CUDA Fortran and CUDA API: Constant Memory and Symbol

PostPosted: Thu Jun 10, 2010 8:25 am    Post subject: CUDA Fortran and CUDA API: Constant Memory and Symbol

This thread cannot be much of a surprise as I stumble my way through using the CUDA API with CUDA Fortran. After figuring out--thanks to Brent--how to do asynchronous copies to global memory of 1D and 2D data (and 3D as 1D), I've now moved on to the next set of CPU-to-GPU copies I make: asynchronous constant memory copies.

So, being a naf, I decided to do the usual and experiment with cudaMemcpyToSymbol before adding the Async. Unfortunately, I'm can't seem to get it just right.
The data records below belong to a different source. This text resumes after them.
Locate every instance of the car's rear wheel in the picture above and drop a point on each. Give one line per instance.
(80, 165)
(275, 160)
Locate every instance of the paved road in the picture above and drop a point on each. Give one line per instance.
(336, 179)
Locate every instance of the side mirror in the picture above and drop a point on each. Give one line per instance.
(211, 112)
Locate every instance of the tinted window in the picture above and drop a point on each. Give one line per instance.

To wit, I have, modifying the code Brent provided:
module test3d
   integer*4, device, allocatable :: x(:,:,:)
   integer, constant :: d_constant
   attributes(global) subroutine s1()
      i = threadidx%x
      j = threadidx%y
      k = blockidx%x
      x(i,j,k) = x(i,j,k) + i + j + k + d_constant
   end subroutine s1
end module

program t

use test3d
use cudafor

integer, parameter :: N = 20
integer*4, allocatable, pinned :: h(:,:,:)
type(dim3) :: ngrid, nblock
integer :: h_constant
h = 1
h_constant = 5
ngrid = dim3(N,1,1)
nblock= dim3(N,N,1)

istat = cudaMemcpyAsync(x,h,N*N*N)
if (istat .ne. 0) print *,"cudaMemcpyAsync 1 ",istat
istat = cudaThreadSynchronize()
istat = cudaMemcpyToSymbol(d_constant,h_constant,1)
if (istat .ne. 0) print *,"cudaMemcpyToSymbol ",istat
call s1 <<<ngrid, nblock>>> ()

istat = cudaMemcpyAsync(h,x,N*N*N)
if (istat .ne. 0) print *,"cudaMemcpyAsync 2 ",istat
istat = cudaThreadSynchronize()

do k = 1, N
   do j = 1, N
      do i = 1, N
         if (h(i,j,k) .ne. 1+i+j+k+h_constant) then
            print *,"Error at ",i,j,k
         end if
      end do
   end do
end do

end program t

where I've added h_constant, d_constant, the Symbol copy, and the extra code adding the constant in appropriate places.
But, when I try to compile:
> pgfortran test3d.cuf drivert.cuf
PGF90-S-0155-Could not resolve generic procedure cudamemcpytosymbol (drivert.cuf: 23)
  0 inform,   0 warnings,   1 severes, 0 fatal for t

Hmm, okay. So I tried various cudaMemcpyToSymbol calls thinking I need to pass a string (a la C) or the size*kind rather than size or even the offset (which I'm a bit unclear on its purpose...padding?):
istat = cudaMemcpyToSymbol(d_constant,h_constant,1)
istat = cudaMemcpyToSymbol(d_constant,h_constant,4)
istat = cudaMemcpyToSymbol("d_constant",h_constant,1)
istat = cudaMemcpyToSymbol("d_constant",h_constant,4)
istat = cudaMemcpyToSymbol(d_constant,h_constant,1,0)
istat = cudaMemcpyToSymbol("d_constant",h_constant,1,0)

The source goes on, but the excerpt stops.